Mr Woodcock, 39, held his Barrow and Furness seat in Cumbria in last year’s general election with a majority of only 209 over the Conservatives.

He said today that he would continue serving his constituents as an independent MP and will “work with the Government when it is trying to do the right thing, and will also work with the many good colleagues who are still trying to do their best in Labour”.

Len McCluskey, general secretary of Labour’s influential top union donor Unite, said the MP’s departure was “no big deal. He resigned from Labour’s values a long time ago”.

A spokesman for Mr Corbyn said, when asked if Mr Woodcock should now spark a by-election: “In normal circumstances, if you stand for election on one platform and then decide to abandon the platform you stood on, basic rules of democratic accountability suggest that you should then put that to the electorate.”

Responding to the MP’s complaints about the inquiry into allegations against him, the spokesman insisted: “The sexual harassment procedures of the Labour party are robust and independent of political leadership.”

The case would have ended up before the party’s elected National Constitutional Committee, which deals with internal discipline matters, he said.

The MP’s resignation from the party meant that this would not now happen, so “accountability and recourse for the complainant cannot be achieved through Labour Party processes any more”.

Mr Woodcock claimed in his resignation letter that there was “clear evidence the (discipline) process has been manipulated for factional purposes”.

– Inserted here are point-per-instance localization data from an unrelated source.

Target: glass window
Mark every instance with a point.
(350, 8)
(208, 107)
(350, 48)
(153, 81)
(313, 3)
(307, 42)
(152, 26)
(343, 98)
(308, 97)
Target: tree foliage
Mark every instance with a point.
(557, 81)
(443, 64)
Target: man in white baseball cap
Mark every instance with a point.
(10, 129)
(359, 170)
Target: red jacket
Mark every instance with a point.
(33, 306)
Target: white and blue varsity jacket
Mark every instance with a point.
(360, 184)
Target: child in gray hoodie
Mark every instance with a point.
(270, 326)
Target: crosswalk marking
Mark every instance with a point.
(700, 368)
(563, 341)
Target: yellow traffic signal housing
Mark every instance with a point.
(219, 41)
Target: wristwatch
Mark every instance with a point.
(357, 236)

He accused Labour general secretary Jennie Formby of overturning a previous disciplinary panel ruling, and said Mr Corbyn had refused to appoint an independent investigator to rule on his case.

The MP also claimed to have obtained emails showing that senior party figures were determined to prevent him being a Labour candidate in future.

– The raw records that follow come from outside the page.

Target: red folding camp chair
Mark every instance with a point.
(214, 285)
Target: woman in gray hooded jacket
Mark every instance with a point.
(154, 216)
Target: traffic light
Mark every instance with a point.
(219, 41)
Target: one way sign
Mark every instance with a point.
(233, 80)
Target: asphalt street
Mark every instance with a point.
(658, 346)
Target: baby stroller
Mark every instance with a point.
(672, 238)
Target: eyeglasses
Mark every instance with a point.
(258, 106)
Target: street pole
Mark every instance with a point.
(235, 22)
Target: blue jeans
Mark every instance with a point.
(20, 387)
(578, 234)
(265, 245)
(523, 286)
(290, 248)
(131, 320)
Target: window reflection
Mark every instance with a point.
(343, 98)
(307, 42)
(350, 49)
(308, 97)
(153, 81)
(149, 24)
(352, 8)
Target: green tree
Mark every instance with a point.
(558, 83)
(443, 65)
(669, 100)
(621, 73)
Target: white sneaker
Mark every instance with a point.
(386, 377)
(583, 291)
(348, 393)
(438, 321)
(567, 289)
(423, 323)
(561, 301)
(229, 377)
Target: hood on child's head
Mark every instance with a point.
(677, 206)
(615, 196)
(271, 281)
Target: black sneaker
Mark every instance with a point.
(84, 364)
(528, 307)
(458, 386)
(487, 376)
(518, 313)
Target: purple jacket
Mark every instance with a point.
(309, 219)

One sent in May last year to colleagues from a senior Labour figure reportedly said that “we need to deal with Woodcock, and for that matter Peter Mandelson and the others, but it needs to go through a legally sound process”.

This was before the formal complaint was made against Mr Woodcock, while Lord Mandelson has faced no impropriety claims.

Jeremy CorbynGETTY

John Woodcock quit the party with a scathing attack on Jeremy Corbyn

Mr Woodcock said it was “not credible” to think he could get a fair hearing, and he would now seek an independent process to hear the case.

Mr Corbyn’s spokesman said he was not aware of any discussion or emails about trying to deselect Mr Woodcock and he said the case was handled in a “completely rigorous and fair” way.

He added: “He is not the only Labour MP who has often spoken against the party leadership.

“This is a bit of a red herring and a smokescreen in regard to a serious case that should have been fully investigated.”

In his resignation letter to Mr Corbyn, Mr Woodcock wrote that he believed “more strongly than ever that you have made the Labour Party unfit” to deliver on his own promise to fight for local jobs, promote a credible alternative government, protect his local shipyard, which produces the Trident nuclear submarines, and ensure his constituents’ safety through strong defence and national security.

“The party for which I have campaigned since I was a boy is no longer the broad church it has always historically been,” wrote the MP.

“Anti-Semitism is being tolerated and Labour has been taken over at nearly every level by the hard left, far beyond the dominance they achieved at the height of 1980s militancy.

“There is little chance of returning the Labour Party to the inclusive, mainstream electoral force my constituents desperately need. In these circumstances, I can no longer justify engaging in a rigged process to be re-admitted to it.”

Father-of-two Mr Woodcock is a former spokesman for then Prime Minister Brown in 2008 and 2009 and was a transport spokesman under Ed Miliband.

The former chairman of Labour’s backbench defence committee and of Labour Friends of Israel became an MP in 2010, with a majority of 5,208, and has clashed with Mr Corbyn over issues including nuclear weapons and anti-Semitism. He said before last year’s election that he could not support Mr Corbyn as PM.